Thea was telling Ray about this unpleasant encounter as they were driving out to the sand hills the next Sunday.
"She was stuffing you, all right, Thee," Ray reassured her. There 's no general dissatisfaction among your scholars. She just wanted to get in a knock. I talked to the piano tuner the last time he was here, and he said all the people he tuned for expressed themselves very favorably about your teaching. I wish you did n't take so much pains with them, myself."
"But I have to, Ray. They 're all so dumb. They 've got no ambition," Thea exclaimed irritably. "Jenny Smiley is the only one who is n't stupid. She can read pretty well, and she has such good hands. But she don't care a rap about it. She has no pride."

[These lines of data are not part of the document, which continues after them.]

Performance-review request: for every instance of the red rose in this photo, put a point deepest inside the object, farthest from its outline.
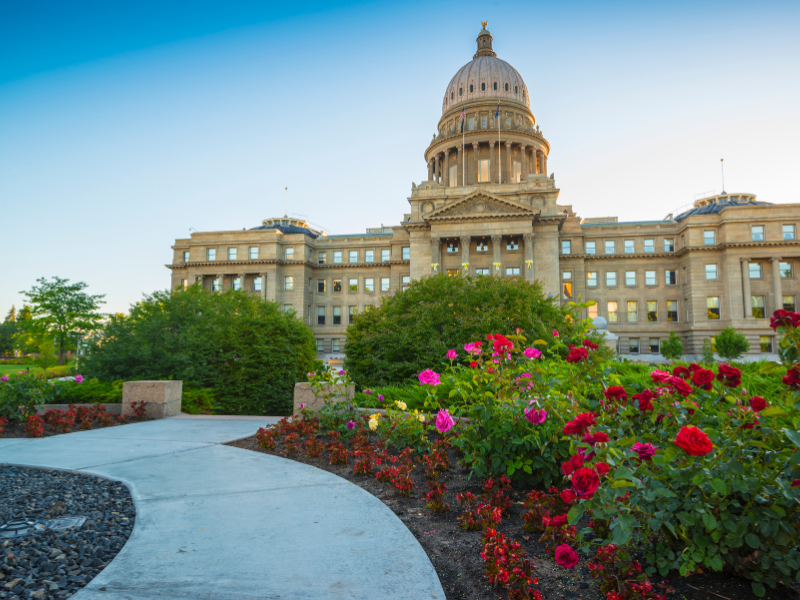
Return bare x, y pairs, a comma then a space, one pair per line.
703, 378
729, 376
585, 482
693, 441
566, 557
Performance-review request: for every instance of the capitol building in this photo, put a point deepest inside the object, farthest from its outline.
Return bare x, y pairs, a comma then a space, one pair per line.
489, 207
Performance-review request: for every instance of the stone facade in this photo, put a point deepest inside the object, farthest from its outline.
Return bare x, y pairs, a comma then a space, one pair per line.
489, 207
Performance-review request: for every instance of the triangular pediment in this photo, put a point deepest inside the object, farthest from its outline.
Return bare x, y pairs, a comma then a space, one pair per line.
482, 205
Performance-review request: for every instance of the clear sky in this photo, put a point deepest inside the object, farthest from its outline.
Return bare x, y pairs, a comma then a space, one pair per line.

Ray's face was full of complacent satisfaction as he glanced sidewise at Thea, but she was looking off intently into the mirage, at one of those mammoth cattle that are nearly always reflected there. "Do you find it easier to teach in your new room?" he asked.
"Yes; I 'm not interrupted so much. Of course, if I ever happen to want to practice at night, that 's always the night Anna chooses to go to bed early."
"It 's a darned shame, Thee, you did n't cop that room for yourself. I 'm sore at the padre about that. He ought to give you that room. You could fix it up so pretty."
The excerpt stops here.